一例をあげると、「Water」は今ではウォーターと表記しますが、万次郎は「ワラ」と表記していました。他にも「Sunday」は「サンレイ」、「Morning」は「モヲネン」などの発音表記を残しています。

日本人の英語の発音の悪さが度々問いただされますが、万次郎はまさに先入観なしで入ってきた音をそのまま再現していたため、非常にアメリカ英語の発音に近かったと言われています。

実際に現在の英米人に万次郎の発音通りに話すと、十分に意味が通じるという実験結果もあり、万次郎の記した英語辞書の発音法を参考にして教えている英会話教室もあるのです。

 

ジョン万次郎が何故ここまでの功績を残せたのか、偉人として今の日本に語り継がれているのか、その理由は数奇な人生から見て取れる彼の精神の強さや素晴らしい人柄があったからこそではないでしょうか。

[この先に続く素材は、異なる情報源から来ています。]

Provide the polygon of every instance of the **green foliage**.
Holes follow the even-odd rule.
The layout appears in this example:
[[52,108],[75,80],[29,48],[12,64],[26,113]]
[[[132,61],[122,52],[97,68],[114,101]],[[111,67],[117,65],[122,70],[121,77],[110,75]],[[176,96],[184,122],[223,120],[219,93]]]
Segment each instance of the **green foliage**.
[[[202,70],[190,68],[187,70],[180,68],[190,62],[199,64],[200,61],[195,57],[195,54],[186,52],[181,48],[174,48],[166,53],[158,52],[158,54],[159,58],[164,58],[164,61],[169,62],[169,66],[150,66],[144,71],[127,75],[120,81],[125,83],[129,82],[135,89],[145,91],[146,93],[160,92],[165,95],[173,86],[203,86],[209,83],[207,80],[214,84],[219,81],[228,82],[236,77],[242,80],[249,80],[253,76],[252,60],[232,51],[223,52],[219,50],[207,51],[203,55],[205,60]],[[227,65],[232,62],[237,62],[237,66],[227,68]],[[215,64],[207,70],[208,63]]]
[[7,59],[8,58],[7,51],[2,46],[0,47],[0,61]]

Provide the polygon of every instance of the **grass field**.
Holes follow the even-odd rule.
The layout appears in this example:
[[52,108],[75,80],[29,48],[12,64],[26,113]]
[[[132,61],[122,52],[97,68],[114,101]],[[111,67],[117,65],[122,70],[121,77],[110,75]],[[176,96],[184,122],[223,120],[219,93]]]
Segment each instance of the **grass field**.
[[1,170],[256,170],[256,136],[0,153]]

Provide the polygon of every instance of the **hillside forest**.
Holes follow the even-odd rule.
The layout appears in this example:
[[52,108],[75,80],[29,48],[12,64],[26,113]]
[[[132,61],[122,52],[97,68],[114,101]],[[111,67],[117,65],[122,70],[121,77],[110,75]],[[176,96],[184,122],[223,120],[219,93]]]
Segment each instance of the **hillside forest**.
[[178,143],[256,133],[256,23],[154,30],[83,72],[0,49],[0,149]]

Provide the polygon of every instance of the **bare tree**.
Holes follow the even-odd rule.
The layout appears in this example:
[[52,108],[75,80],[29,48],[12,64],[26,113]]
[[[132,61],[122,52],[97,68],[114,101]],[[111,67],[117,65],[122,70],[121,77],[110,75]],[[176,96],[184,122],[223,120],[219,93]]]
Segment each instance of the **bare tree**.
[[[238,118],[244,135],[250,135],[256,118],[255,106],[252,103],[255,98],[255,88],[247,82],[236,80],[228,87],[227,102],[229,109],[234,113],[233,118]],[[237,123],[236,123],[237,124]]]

貧しい家に生まれ、少年時代に漂流という苦難を経て、アメリカという全く未知なる世界に飛び込んでいく。そこには逆境をバネにして成長しようという不屈の精神が感じ取れます。

ジョン万次郎には人一倍の好奇心の強さや一生懸命さがあり、それが周囲の人達の心を惹きつけ、彼の周りには支援者が次第に増えていったと言われています。

 

また、アメリカで勉学に励んだのは自分のためだけではなく、彼を助け養子としてくれたホイットフィールド船長への感謝の気持ちからでもありました。その謙虚さや人情の熱さは晩年の生活からも見て取れます。

 

政治家にならないかと誘われても、それを断り教育者であることを選び、貧しい人に積極的に施しを与えました。
ジョン万次郎は日本人初の英語通訳としての功績と共に、壮絶な運命の中でも常に必死に生き抜いてきた彼の生き様があったからこそ現在でも歴史に名を連ねる偉人となりえたのではないでしょうか。

 

そして、名もない、幼い漁師でありながら、勉学に励めばアメリカでも首席となるその潜在能力の高さは、日本人が持つ精神性の高さではなかったでしょうか。

 

そして、ホイットフィールド船長に愛され、船員仲間にも認められたジョン万次郎は素晴らしい性格を持った人であったと言えるのです。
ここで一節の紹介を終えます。